Consumer and Doctor-sponsored Medical Care Associations

Consumer and doctor-sponsored medical services associations offered pre-paid medical care to Saskatchewan residents prior to the establishment of medicare in 1962. In order for Saskatchewan’s urban residents to obtain pre-paid health services, the Mutual Medical and Hospital Benefit Association Act was passed in 1938, enabling any ten or more persons to incorporate a health insurance plan. The first association to organize under the Act was a co-operative headed by H.L. Fowler, manager of Consumer’s Co-operative Refineries, which in 1939 began collecting 80 cents a month from its members for the provision of medical care. The association attempted to hire doctors to work on salary, but switched to a fee-for-service basis to accommodate local doctors. Similar associations were established in Saskatoon, Prince Albert and Melfort. They were important participants in the debate on the form that a provincial medical services plan should take in the 1940s. In their submissions to the 1944 Sigerist Commission they opposed fee-for-service remuneration and insisted on a substantive role for ordinary citizens in the administration of health services, arguing that a provincial scheme should be financed predominantly from personal contributions rather than from general revenues. With the exception of the Saskatoon association, which rendered medical services up until 1962, the consumer plans either died or merged with the more successful doctor-sponsored plans.

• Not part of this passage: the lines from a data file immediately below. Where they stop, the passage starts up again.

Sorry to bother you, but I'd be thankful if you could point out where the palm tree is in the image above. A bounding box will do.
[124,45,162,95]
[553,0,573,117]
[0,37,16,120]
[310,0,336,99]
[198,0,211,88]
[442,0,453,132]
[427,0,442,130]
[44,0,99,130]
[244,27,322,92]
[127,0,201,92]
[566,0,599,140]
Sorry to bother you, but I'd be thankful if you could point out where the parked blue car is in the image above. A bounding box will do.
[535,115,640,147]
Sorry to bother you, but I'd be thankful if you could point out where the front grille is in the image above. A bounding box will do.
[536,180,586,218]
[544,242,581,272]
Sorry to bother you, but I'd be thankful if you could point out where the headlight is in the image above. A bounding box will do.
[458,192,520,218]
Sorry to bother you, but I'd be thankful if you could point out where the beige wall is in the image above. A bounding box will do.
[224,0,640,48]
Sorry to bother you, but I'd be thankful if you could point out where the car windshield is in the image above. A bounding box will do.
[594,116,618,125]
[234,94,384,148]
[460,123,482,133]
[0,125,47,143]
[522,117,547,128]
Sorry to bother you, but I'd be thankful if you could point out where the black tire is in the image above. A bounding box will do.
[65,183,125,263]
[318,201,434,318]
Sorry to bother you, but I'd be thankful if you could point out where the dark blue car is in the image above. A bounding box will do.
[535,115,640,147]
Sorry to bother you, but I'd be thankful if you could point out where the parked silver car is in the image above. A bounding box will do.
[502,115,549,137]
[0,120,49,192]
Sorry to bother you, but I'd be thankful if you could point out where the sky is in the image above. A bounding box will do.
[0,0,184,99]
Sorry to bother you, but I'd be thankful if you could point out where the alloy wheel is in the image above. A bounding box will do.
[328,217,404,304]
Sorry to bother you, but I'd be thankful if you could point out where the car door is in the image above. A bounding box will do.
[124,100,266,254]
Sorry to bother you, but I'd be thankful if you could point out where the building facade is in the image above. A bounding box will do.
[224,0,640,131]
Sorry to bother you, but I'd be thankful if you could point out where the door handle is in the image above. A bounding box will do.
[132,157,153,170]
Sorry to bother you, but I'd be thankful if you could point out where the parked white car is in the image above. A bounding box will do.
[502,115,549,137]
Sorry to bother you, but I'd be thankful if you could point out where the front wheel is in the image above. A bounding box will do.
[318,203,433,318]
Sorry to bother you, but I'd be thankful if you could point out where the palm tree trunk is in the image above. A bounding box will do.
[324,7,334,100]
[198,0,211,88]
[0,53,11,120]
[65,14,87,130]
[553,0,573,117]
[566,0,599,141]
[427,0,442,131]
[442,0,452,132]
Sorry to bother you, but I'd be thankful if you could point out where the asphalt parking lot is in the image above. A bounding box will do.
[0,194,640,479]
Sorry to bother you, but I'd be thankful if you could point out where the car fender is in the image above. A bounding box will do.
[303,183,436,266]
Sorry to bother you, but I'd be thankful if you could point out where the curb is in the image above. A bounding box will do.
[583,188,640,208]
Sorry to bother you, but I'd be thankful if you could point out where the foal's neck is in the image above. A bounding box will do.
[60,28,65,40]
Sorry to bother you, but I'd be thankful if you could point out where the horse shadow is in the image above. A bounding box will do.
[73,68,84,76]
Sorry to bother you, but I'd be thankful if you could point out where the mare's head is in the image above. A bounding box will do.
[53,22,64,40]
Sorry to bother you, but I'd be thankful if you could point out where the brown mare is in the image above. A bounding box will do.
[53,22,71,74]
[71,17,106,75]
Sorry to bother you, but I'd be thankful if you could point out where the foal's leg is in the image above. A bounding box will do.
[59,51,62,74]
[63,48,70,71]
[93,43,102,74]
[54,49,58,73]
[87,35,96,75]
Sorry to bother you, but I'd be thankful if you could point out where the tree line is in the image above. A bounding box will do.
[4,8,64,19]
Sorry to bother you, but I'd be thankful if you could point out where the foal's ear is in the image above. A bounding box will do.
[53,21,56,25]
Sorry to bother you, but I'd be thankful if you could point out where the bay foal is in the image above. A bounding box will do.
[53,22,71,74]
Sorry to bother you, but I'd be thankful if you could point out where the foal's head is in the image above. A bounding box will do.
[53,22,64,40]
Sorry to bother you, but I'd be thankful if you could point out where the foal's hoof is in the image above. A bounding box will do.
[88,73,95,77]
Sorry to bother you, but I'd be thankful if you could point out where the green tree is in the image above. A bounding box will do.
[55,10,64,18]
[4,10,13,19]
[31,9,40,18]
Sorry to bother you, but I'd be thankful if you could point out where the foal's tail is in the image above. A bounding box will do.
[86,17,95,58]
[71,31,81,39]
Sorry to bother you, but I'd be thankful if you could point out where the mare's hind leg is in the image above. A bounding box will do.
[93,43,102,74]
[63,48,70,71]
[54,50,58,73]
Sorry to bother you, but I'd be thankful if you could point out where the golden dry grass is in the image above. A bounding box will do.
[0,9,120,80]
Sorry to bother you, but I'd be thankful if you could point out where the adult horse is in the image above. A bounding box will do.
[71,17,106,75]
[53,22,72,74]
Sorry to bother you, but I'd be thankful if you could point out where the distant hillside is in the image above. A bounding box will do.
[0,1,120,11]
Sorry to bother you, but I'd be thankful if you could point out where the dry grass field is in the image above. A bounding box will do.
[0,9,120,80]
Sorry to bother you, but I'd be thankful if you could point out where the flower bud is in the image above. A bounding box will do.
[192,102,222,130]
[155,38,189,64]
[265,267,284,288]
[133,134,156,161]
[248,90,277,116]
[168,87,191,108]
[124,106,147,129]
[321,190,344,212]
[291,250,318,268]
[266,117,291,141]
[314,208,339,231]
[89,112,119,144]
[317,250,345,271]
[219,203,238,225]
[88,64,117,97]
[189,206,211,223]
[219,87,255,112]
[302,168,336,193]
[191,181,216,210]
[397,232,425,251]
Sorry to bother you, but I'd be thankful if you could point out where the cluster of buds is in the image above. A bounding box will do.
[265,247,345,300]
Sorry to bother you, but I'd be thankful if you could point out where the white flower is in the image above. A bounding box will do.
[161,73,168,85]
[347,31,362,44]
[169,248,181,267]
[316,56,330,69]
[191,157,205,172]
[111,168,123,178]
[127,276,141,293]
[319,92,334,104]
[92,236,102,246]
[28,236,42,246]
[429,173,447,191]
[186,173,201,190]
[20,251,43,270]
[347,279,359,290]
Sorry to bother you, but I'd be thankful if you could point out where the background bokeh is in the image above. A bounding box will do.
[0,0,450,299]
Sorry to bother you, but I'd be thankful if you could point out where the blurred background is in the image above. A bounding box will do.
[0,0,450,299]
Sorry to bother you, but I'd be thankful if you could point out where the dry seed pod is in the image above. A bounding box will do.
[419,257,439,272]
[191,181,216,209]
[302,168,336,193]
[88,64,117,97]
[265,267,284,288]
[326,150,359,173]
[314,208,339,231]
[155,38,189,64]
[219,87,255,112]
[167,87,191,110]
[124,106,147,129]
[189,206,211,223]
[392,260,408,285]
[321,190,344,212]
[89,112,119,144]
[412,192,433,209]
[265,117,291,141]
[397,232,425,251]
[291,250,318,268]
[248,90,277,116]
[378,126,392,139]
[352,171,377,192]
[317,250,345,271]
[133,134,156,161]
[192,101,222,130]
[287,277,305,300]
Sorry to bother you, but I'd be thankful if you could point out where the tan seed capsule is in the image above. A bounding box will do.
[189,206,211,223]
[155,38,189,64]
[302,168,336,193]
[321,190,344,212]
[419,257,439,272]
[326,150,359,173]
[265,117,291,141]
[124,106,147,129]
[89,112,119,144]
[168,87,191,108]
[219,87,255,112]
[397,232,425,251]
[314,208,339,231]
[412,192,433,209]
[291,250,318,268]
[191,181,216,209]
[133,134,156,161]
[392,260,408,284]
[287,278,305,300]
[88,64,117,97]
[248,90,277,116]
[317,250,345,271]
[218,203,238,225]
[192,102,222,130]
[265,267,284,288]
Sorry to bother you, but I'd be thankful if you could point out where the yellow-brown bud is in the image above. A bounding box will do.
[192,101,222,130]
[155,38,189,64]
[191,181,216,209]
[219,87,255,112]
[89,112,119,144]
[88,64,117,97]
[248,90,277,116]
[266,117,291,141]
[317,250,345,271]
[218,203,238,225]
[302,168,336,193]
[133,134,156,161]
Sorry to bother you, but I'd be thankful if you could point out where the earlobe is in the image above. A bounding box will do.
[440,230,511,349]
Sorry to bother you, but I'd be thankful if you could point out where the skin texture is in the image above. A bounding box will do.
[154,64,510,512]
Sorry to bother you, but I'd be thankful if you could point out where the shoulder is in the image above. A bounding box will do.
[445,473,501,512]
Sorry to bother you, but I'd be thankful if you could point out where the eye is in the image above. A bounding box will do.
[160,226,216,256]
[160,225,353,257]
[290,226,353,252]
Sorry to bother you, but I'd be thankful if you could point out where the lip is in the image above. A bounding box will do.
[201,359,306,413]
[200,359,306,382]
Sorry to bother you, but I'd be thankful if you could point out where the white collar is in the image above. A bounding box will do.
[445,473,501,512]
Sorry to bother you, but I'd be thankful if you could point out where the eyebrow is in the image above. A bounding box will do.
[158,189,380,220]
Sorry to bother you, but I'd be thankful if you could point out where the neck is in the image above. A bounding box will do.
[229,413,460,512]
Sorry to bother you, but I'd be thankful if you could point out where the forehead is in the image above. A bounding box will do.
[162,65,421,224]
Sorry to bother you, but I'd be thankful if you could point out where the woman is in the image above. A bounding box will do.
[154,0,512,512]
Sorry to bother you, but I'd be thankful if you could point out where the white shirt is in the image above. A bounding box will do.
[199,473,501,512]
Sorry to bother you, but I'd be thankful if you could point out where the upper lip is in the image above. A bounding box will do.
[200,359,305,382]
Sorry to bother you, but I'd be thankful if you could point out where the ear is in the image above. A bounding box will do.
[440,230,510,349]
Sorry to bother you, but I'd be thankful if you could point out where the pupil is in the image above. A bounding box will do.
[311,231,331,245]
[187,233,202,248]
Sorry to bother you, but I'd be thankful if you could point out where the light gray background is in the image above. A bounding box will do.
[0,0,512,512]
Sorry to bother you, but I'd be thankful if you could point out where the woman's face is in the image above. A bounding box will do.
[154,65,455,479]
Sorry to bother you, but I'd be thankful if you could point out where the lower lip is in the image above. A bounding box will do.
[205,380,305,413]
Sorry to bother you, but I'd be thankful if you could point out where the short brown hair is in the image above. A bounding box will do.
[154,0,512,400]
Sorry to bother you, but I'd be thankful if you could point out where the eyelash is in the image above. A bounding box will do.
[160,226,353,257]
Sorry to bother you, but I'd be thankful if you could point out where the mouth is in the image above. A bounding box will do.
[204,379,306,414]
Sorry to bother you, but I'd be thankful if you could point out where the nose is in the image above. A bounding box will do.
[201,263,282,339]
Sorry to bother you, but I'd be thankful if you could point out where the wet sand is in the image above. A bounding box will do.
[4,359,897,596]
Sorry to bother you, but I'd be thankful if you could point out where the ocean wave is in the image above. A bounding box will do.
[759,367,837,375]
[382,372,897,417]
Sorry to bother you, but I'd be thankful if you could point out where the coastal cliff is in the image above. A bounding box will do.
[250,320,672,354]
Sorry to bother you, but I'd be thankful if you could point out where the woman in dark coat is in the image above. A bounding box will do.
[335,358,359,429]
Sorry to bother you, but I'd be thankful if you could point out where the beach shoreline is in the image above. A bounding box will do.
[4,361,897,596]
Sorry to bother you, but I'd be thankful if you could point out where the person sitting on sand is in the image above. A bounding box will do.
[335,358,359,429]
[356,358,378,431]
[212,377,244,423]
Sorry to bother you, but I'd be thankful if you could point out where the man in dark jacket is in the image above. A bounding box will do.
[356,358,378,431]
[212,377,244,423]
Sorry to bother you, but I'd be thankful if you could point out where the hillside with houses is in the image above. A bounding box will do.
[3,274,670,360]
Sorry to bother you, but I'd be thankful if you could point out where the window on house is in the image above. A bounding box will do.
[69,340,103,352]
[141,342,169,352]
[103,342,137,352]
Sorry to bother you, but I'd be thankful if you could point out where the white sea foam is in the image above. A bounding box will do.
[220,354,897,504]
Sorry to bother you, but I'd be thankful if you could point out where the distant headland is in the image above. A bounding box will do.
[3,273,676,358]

The consumer-sponsored medical services associations were both the forerunners of Saskatchewan’s community clinics and also an important impetus to the establishment of the doctor-sponsored insurance schemes. The Regina District Medical Society organised Medical Services Incorporated (MSI) under the Companies Act in 1939 to compete with the Regina medical co-operative. MSI offered patients free choice of physician and remunerated doctors on a fee-for-service basis. It was the first doctor-sponsored insurance scheme established outside of Ontario, and was modeled on Dr. J.A. Hannah’s Toronto-based Associated Medical Services Incorporated. In 1949 MSI and the Regina Mutual Medical Benefit Association merged to form Group Medical Services (GMS).

The Saskatoon District Medical Society established Medical Services Incorporated (Saskatoon) in 1946, to deter the plans of the thriving Saskatoon Medical and Hospital Benefit Association to expand to larger rural centres, and to establish a group practice clinic in Saskatoon with 40 salaried physicians. When in 1959 the Douglas government announced its plans to implement medicare, MSI provided medical services to 217, 000 persons in both urban and rural Saskatchewan, and GMS had an enrollment of 91,000 persons. Of the consumer-sponsored plans, only the Saskatoon mutual remained, but its enrollment had declined to less than 5,000 persons.

The success of the doctor-sponsored plans, which they viewed as a viable and preferred alternative to a government-controlled medical care scheme, emboldened organized medicine to withdraw its support for a state-financed medical services plan in 1950. Although the last of the consumer-sponsored medical care plans were superseded by the implementation of Medicare, their enabling legislation—the Mutual Medical and Hospital Benefit Association Act—permitted the organization of community clinics during the 1962 doctors’ strike.